Photo of Robinson López

Biotechnology & medicine

Robinson López

Driving the digitalization of smallholder farmers to increase their production and expand their markets.

Year Honored
2020

Organization
AGROS

Region
Latin America

Around 90% of farms worldwide are family-run and are responsible for 80% of all agricultural production, according to FAO. But family farming faces many challenges, such as lack of access to competitive markets, lack of quality raw materials, shortage of skilled personnel and less access to low-interest bank loans. This results in lower production and income and a lower standard of living for food producers. This is the food paradox: those who feed the world live in food insecurity. 

With the aim of eliminating these obstacles, the young Peruvian engineer Robinson López has developed AGROS, a start-up that seeks to empower the countryside with the best available technologies, and to promote the digital and financial inclusion of smallholder farmers. Thanks to this breakthrough, López is one of the winners of MIT Technology Review in Spanish's Innovators Under 35 Latin America 2020.

The young man became aware of the challenges of the rural world when he inherited his grandmother's land and discovered that it generated more debt than profit. "AGROS is an ecosystem of digital solutions that seek to professionalize family farming by creating a digital identity for the farmer," he explains. 

The start-up records all the farmer's agronomic activity and information.
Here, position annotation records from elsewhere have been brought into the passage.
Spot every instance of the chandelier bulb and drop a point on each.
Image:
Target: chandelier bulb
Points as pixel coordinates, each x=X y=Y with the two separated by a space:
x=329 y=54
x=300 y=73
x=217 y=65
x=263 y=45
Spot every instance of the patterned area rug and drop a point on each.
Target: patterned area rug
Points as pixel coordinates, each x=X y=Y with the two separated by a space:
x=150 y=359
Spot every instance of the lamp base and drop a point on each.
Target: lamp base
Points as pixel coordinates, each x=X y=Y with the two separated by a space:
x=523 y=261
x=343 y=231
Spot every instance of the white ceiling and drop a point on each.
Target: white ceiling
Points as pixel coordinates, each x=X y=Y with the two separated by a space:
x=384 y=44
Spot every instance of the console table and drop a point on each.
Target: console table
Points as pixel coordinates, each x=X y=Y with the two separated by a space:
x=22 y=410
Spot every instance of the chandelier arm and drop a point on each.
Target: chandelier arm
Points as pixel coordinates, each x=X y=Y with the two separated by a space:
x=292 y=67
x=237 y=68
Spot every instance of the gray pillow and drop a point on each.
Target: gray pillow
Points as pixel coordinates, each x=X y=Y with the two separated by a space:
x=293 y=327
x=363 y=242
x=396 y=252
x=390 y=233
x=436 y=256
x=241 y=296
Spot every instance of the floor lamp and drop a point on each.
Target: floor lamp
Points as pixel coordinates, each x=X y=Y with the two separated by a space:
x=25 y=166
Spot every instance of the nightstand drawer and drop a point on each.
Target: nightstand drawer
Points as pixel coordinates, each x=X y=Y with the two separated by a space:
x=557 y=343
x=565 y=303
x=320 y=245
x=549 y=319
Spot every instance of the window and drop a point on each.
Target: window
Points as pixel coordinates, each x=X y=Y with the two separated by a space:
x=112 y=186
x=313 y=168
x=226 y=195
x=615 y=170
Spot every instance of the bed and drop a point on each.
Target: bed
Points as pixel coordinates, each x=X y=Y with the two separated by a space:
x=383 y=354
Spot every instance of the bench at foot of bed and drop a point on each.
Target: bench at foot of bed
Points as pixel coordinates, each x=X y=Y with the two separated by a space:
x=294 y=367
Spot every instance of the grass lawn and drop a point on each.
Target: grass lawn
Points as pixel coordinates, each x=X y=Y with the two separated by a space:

Then, with the help of big data, artificial intelligence, blockchain, and voice-to-text conversion software, they connect the rural world with banking and commercial agriculture through the credibility provided by the digital identity created with the support of AGROS. 

The ultimate goal of AGROS is to professionalize the activity of these small farmers. As a result, hundreds of farmers have already been able to receive credit for the first time, reduce their interest rates, increase their income and production, and reduce rural exodus. López adds, "We have connected farmers in rural provinces of Peru with buyers in France thanks to the digital identity we generated at AGROS." 

The Peruvian innovator plans to release some of the tools in open-source form, "because the problem is so big that it is very difficult for one person to solve it." His goal for 2020 is for AGROS to help 1,000 farmers and, in the long term, to reach 200,000 of the more than two million farmers working the land in Peru. 

The Director of Alliances, Business Development and Public Affairs for Mexico and Central America at Cognizant (Mexico) and member of the Innovators under 35 Latin America 2020 jury, Iván Zavala, believes that this is an "excellent project, which has social impact and is capable of scaling up, not only in the country or region." And he concludes, "It is a project of global scale."